Attached is my generalized layout with clearances.  My question to you is: The 2018 ANSI 117.1 indicates on 304.3.1. (attached) that the new size is 67" diameter but also that the toe / knee clearances are now allowed in only one part of the circle as indicated. 
Also attached is my interpretation of this. I used to be able to overlap the sink and door swing. Can I still overlap the door swing? Can I still overlap the sink?


----------



## Builder Bob (Feb 5, 2020)

I do not have a problem with either, however I do have a problem with the overlap on the water closet because the floor flange of the water closet does not allow the clear floor space required for the knee/toe clearances. I believe the top clearance has to extend to the ground without obstruction.


----------



## Colockum Meghan (Feb 5, 2020)

Builder Bob said:


> I do not have a problem with either, however I do have a problem with the overlap on the water closet because the floor flange of the water closet does not allow the clear floor space required for the knee/toe clearances. I believe the top clearance has to extend to the ground without obstruction.


Okay thanks for your assessment. My questions remain, can the 67" wheelchair turning radius overlap the door swing still? Can it overlap the sink or only the toilet (not addressing the toilet flange issue right now)? The overlap identified in ANSI 117.1 now has this 'overlap' limitation. It used to be the overlap extended the entire diameter of the circle, but not now so I find this confusing.


----------



## classicT (Feb 5, 2020)

2018 A117.1 document is not adopted by the IBC unless amended by your state to do such. Check out the CH. 35 Referenced Standards citation and you'll note that the 2009 version is still referenced.


----------



## Colockum Meghan (Feb 5, 2020)

Well, I did not know that! However, since I can't be an encyclopedia, I have to 'pick' a stance and that has been to 'stay current' with what is available. So we have to 'pick' the current federal documents (so I'm not going nuts) and also to be 'more certain' of our references. This also helps us because we sell equipment in many states and understanding state codes is way, way beyond my pay grade (and sanity). Thank you!


----------



## ADAguy (Feb 5, 2020)

ADASAD 2010 is the Federal minimum for all access codes, they may exceed but not be less then it.


----------



## khsmith55 (Feb 6, 2020)

Meghan, I commend you for designing to the 2018 Ansi A117. I to am also designing to the 2018, if for no other reason that in 5 years (guess) when my clients do a remodel they will not have to also remodel 5 year old restrooms under the IEBC accessibility threshold. Keep serving your clients and not the letter of the Code. Side note, I do make my clients aware of the catch 22 and they have all thanked me and agree.


----------



## steveray (Feb 6, 2020)

Single user you can typically overlap the door swing as long as you have a parking spot beyond it....

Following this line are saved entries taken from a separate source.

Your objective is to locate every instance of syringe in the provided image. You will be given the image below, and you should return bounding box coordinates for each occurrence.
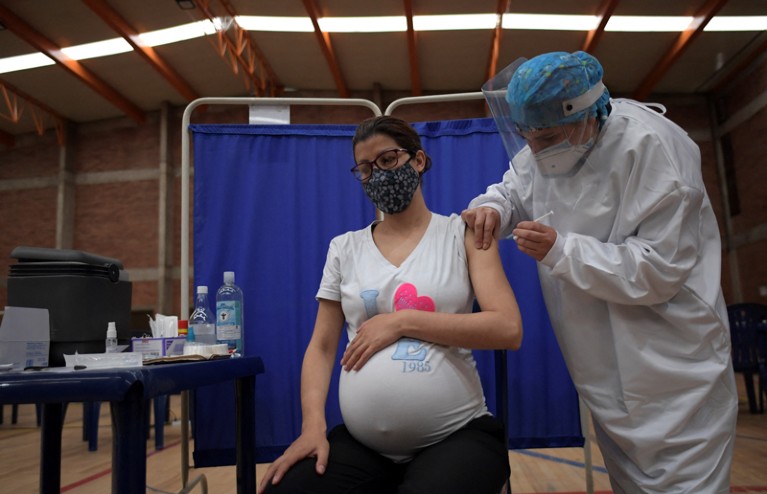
[513,210,554,241]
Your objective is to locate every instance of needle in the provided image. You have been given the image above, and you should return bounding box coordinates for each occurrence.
[533,210,554,223]
[513,210,554,241]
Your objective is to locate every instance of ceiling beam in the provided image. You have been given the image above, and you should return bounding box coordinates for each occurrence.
[632,0,729,100]
[194,0,282,96]
[1,78,68,145]
[582,0,619,53]
[403,0,421,96]
[216,0,282,96]
[303,0,349,98]
[486,0,510,81]
[0,3,145,123]
[82,0,200,102]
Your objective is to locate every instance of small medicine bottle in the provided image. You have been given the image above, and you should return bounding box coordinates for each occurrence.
[105,321,118,353]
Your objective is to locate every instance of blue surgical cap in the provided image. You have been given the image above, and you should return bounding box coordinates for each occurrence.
[507,51,610,131]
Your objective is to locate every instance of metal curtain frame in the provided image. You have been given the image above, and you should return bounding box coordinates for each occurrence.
[179,95,594,494]
[179,97,381,489]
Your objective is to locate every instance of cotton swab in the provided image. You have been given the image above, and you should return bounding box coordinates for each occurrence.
[513,210,554,241]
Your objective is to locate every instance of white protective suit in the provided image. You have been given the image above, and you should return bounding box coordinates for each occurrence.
[470,98,738,493]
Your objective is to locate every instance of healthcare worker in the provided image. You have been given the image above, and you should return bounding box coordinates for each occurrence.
[462,51,738,493]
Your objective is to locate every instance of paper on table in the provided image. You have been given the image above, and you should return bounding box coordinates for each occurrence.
[0,306,50,370]
[63,352,143,369]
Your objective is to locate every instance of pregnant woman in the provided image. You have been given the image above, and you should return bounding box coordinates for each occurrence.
[259,116,523,494]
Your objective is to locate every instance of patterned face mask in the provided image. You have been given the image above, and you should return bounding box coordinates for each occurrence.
[362,161,420,214]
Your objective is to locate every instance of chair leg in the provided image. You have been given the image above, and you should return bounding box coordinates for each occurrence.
[82,404,88,441]
[190,389,196,439]
[0,404,18,424]
[144,400,152,439]
[82,402,101,451]
[743,373,758,414]
[153,395,168,450]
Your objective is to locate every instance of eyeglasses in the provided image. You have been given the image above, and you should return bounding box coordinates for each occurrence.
[351,148,411,181]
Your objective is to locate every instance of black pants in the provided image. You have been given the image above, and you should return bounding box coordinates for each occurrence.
[264,415,510,494]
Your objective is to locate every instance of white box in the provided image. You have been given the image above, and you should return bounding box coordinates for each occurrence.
[0,306,50,370]
[131,336,186,359]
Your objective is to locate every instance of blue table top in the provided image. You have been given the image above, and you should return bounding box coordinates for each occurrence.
[0,355,265,404]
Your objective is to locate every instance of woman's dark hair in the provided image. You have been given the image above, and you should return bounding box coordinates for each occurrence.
[352,116,432,178]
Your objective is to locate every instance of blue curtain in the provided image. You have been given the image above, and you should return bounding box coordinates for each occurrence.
[190,118,582,465]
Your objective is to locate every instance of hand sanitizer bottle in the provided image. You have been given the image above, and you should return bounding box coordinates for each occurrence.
[105,321,118,353]
[216,271,243,357]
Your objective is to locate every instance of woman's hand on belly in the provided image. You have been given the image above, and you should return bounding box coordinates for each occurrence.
[342,312,404,371]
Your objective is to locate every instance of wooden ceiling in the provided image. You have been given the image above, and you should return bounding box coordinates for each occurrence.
[0,0,766,147]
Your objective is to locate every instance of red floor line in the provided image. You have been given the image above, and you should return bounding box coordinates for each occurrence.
[60,439,182,493]
[60,468,112,493]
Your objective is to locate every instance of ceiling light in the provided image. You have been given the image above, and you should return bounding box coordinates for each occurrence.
[0,53,55,74]
[319,16,406,33]
[502,14,598,31]
[60,38,132,60]
[236,16,314,32]
[176,0,196,10]
[705,16,767,31]
[605,16,692,32]
[414,14,497,31]
[138,20,216,46]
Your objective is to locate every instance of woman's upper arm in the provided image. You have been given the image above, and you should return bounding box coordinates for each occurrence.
[464,230,521,321]
[309,298,345,355]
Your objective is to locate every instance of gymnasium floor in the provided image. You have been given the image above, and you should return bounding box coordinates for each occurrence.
[0,379,765,493]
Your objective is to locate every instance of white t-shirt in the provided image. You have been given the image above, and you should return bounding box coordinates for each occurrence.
[316,213,489,462]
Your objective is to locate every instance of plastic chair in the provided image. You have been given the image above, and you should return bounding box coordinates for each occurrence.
[757,315,767,413]
[0,404,19,425]
[727,303,767,414]
[81,396,171,451]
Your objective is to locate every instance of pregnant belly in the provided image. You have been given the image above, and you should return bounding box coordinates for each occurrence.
[338,339,486,461]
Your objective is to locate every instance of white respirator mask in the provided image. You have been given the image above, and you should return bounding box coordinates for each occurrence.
[532,131,596,177]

1109.2.1.6 Clear floor space. Where doors swing into
a family or assisted-use toilet or bathing room, a clear
floor space not less than 30 inches by 48 inches (762
mm by 1219 mm) shall be provided, within the room,
beyond the area of the door swing.


----------



## steveray (Feb 6, 2020)

Can you show maneuvering clearance at those doors?


----------



## Colockum Meghan (Feb 25, 2020)

Thank you for your clarifications!!! I apologize I got sidetracked and am just now reviewing the further comments and answers. I believe you've answered my concerns!


----------



## ADAguy (Feb 25, 2020)

Colockum Meghan said:


> Well, I did not know that! However, since I can't be an encyclopedia, I have to 'pick' a stance and that has been to 'stay current' with what is available. So we have to 'pick' the current federal documents (so I'm not going nuts) and also to be 'more certain' of our references. This also helps us because we sell equipment in many states and understanding state codes is way, way beyond my pay grade (and sanity). Thank you!



"Never" over sell your products or claim they are ADA compliant, an ISA on your literature is no warranty of compliance as DOJ does not certify products; Indicate buyer beware.

Knowledge, properly used is a good thing (or not), it depends on how it is used.


----------



## Colockum Meghan (Feb 25, 2020)

Ok good to know. We have a general disclaimer indicating that we are not architects and / or engineers and not responsible people at all, generally. It goes on to say that our plans need to be modified to comply with the latest ADA guidelines. It also says specifically that we (my company) 'do not warrant or represent that the plans are in compliance with the ADA or other applicable law or code.' We say that in different ways in the same paragraph! I hadn't read that in awhile, so good to review it. Thanks for the heads up!


----------